How to Simplify Your SIEM Deployment

By Ron Samson Jr

If you’ve deployed or you’re preparing to deploy a SIEM (Security Information and Event Management) solution, your anxiety levels may be rising as you try to define the scope of the project and determine how to address it. While these tools are vital for analyzing security event data, they also generate a mountain of data to process.

Don’t despair—just use these 4 steps to simplify your SIEM solution deployment:

1. Count Your IT Assets
• How big is your IT environment/network?
• What are your major IT assets?
• Where are they?
• How are they stored?
• Who has access to them?
Although these are simple questions, according to Kenna Security, shockingly, most companies can only name 60%-70% of their digital assets. Capturing the scope of your situation before you start your SIEM deployment helps you avoid surprises and increases your odds of success.
Consider using recon techniques or automated data discovery technology to gain these insights into your network and ensure your team is 100% focused on maintaining visibility.
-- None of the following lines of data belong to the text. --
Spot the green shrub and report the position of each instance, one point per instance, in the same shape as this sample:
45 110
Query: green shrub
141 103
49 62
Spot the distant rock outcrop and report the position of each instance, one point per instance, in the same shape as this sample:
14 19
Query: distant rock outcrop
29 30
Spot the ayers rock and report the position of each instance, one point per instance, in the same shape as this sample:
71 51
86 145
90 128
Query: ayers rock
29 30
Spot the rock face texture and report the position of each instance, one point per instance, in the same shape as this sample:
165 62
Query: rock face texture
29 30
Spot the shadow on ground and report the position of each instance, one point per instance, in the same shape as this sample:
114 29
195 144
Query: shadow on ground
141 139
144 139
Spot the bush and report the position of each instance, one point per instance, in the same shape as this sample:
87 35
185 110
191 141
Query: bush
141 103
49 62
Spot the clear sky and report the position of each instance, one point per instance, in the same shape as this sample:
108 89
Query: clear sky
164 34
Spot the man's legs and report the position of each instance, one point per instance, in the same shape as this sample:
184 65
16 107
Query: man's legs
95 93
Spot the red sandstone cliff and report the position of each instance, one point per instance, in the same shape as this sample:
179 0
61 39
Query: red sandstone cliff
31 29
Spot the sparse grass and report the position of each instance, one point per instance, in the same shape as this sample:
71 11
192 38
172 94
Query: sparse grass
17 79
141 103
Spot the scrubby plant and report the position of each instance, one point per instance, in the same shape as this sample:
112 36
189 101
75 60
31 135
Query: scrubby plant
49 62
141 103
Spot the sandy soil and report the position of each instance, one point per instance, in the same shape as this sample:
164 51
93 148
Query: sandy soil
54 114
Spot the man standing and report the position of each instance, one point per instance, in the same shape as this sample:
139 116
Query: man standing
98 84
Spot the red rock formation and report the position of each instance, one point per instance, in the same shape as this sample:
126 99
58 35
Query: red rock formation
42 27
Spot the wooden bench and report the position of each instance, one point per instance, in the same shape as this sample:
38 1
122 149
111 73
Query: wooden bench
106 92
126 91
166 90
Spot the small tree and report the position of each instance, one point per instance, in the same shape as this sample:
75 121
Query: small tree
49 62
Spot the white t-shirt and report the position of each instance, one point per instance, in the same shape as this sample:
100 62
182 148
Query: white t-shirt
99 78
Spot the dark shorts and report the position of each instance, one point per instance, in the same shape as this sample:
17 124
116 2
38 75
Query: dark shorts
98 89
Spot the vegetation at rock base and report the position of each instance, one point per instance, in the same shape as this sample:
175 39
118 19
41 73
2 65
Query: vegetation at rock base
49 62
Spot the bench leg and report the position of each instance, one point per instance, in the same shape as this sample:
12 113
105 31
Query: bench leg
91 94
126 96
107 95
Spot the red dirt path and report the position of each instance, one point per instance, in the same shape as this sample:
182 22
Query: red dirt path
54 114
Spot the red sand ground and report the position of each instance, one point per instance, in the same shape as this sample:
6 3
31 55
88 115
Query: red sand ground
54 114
2. Consider Your Future Plans
If you’re considering cloud migration or digital transformation, it’s best to know that and plan for it before you choose your SIEM solution, for two reasons: first, it complicates visibility, and second, it changes the parameters of your selection process.
Once you spend the time and money to deploy your SIEM solution, you don’t want to have to do it over again. Here’s what you must consider about your potential solution:
• Is it cloud compatible?
• Can it scale with your growth?
• Does it enable visibility into your cloud environment?
The answers may change your preferred solution and they’ll definitely impact your information security program.

3. Don’t Jump!
SIEM solution deployments can get too big, too fast. It’s common for companies to just go all-in, deploying across the whole company all at once. A rushed approach is a perfect way to lose track of how your SIEM is deployed, creating a tsunami of security event data that overwhelms your team, and building frustration with the solution that can even lead to its abandonment.
Instead, start slowly. Start by deploying in a few key network areas and let your team learn how to handle the system with the security event data logged from those areas. Let them decide how to analyze the SIEM solution’s correlated findings and where they will need to expand the SIEM’s reach. This step-by-step approach can be expanded as the team is ready to handle both the deployment and the system’s results.
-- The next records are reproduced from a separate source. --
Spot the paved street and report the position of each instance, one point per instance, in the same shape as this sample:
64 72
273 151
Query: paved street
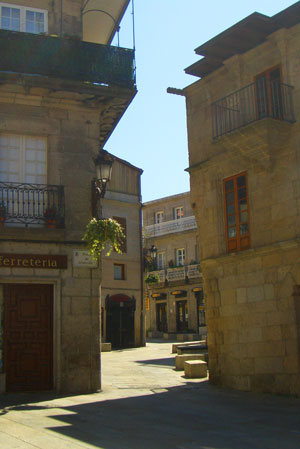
145 404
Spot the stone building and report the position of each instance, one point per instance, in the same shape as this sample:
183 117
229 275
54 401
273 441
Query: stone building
60 99
122 277
175 299
244 140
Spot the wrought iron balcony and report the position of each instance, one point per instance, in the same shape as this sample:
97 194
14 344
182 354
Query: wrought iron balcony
169 227
251 103
66 58
32 204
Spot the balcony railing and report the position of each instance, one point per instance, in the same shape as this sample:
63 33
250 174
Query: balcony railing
32 204
169 227
252 103
66 58
178 274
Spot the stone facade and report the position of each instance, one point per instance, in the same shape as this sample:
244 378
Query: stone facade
70 117
251 296
170 235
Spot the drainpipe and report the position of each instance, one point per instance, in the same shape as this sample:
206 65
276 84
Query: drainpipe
142 327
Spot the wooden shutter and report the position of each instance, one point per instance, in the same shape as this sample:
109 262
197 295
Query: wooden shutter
236 213
122 222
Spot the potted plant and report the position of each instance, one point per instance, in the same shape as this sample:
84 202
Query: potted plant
2 212
50 216
101 233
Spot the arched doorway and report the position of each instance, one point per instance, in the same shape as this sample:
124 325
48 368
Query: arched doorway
120 321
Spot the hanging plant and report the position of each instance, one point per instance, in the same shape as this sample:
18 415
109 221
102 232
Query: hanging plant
102 233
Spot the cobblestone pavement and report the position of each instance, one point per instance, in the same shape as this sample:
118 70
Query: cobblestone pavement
146 404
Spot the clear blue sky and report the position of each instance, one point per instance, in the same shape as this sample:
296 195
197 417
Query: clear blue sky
152 133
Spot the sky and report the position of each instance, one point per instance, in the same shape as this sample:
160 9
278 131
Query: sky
152 133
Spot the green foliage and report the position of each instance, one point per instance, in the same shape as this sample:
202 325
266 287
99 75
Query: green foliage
102 233
152 278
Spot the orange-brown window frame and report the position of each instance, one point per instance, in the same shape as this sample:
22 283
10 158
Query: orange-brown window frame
236 208
267 74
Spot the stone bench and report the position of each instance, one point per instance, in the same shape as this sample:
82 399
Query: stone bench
192 349
186 343
180 359
105 347
195 369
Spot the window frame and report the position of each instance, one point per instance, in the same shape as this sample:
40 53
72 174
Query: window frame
122 266
159 213
181 215
23 10
177 258
238 242
159 266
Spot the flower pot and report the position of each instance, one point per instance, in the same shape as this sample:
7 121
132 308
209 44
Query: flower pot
51 223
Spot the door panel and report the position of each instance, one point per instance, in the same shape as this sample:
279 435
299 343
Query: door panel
28 335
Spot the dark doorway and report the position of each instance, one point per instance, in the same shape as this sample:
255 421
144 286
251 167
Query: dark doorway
28 337
181 316
120 321
161 317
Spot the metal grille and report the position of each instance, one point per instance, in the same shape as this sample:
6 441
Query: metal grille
251 103
28 203
66 58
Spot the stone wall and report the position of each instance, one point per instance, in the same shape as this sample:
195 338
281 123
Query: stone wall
252 307
251 296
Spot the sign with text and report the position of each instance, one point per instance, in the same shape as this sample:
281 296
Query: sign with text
33 261
83 259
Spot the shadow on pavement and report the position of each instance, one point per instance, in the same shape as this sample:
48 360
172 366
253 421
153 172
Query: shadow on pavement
193 416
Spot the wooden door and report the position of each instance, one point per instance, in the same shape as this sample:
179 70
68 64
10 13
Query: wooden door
161 317
28 337
181 316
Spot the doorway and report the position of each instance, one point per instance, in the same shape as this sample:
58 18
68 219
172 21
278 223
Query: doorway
120 321
181 316
28 337
161 317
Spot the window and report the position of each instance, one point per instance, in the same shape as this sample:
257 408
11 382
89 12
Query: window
160 260
178 213
119 272
180 256
268 90
122 222
159 217
21 18
236 213
23 159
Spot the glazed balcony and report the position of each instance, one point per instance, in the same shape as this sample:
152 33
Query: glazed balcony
170 227
177 274
250 104
35 205
66 59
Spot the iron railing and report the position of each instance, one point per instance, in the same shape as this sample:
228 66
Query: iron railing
251 103
169 227
32 204
66 58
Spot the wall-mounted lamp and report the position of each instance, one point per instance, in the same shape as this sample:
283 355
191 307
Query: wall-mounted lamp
103 164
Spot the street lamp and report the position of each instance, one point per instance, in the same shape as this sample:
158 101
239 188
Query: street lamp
103 163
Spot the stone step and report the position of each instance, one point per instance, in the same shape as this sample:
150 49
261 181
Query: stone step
195 369
180 359
186 343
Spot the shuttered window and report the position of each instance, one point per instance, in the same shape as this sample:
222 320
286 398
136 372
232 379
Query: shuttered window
122 222
236 213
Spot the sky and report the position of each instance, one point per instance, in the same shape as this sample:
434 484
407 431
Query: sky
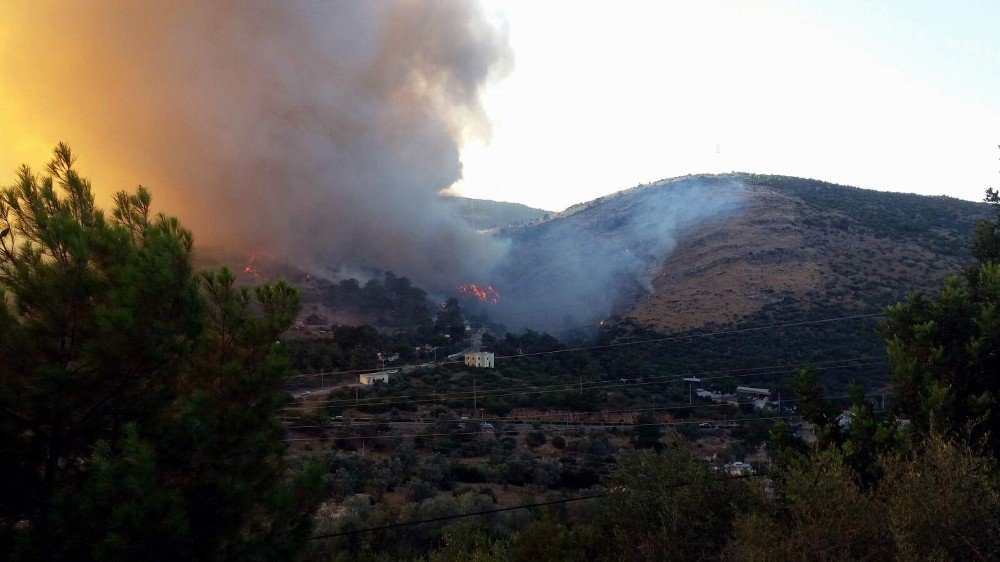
892 95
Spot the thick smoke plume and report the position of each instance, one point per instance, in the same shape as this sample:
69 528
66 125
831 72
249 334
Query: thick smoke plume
318 132
594 260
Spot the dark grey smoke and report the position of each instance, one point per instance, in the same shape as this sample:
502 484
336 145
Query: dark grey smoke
588 263
319 132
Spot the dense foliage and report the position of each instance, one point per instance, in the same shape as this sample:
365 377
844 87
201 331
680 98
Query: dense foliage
137 399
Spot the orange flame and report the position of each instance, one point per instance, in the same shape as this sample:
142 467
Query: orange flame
485 294
251 268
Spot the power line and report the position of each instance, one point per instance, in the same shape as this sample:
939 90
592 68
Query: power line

4. Consider Managed Detection and Response
As an alternative to an SIEM solution deployment, consider Managed Detection and Response (MDR). For small to medium-sized businesses or for any company whose IT team is already stretched thin, this saves time, energy, and ultimately money. In many cases the cost for Managed Detection and Response is the same or a little more than you pay for your SIEM alone, and MDR includes a SIEM.
Managed Detection and Response brings you SIEM, along with the continuous monitoring, security expertise, time, and 100% focus to ensure your deployment is smooth, hassle-free, and done right the first time.
Clearnetwork Managed Detection and Response features include:

SIEM/Log Management
Advanced Threat Intelligence
Asset Discovery
Vulnerability Assessment
Intrusion Detection & Prevention
Endpoint Detection & Response
Behavioral Analysis
Auto-Threat containment
Skilled Threat Hunting
Fast and comprehensive Response

Continuous monitoring and threat hunting must be part of your cybersecurity strategy. Even with the best preventive measures (firewalls, anti-virus) in place, a hacker or automated malware will eventually gain access to your network.
Once there, without an active, ongoing way to detect and remove it, the threat can dwell for months, if not years—significantly magnifying the damage from the breach. Initiating an SIEM solution deployment is the first step to keeping that from happening. Consider your options carefully, choose an option that you can commit to 100%, and deploy your solution so that your network will be as safe as possible.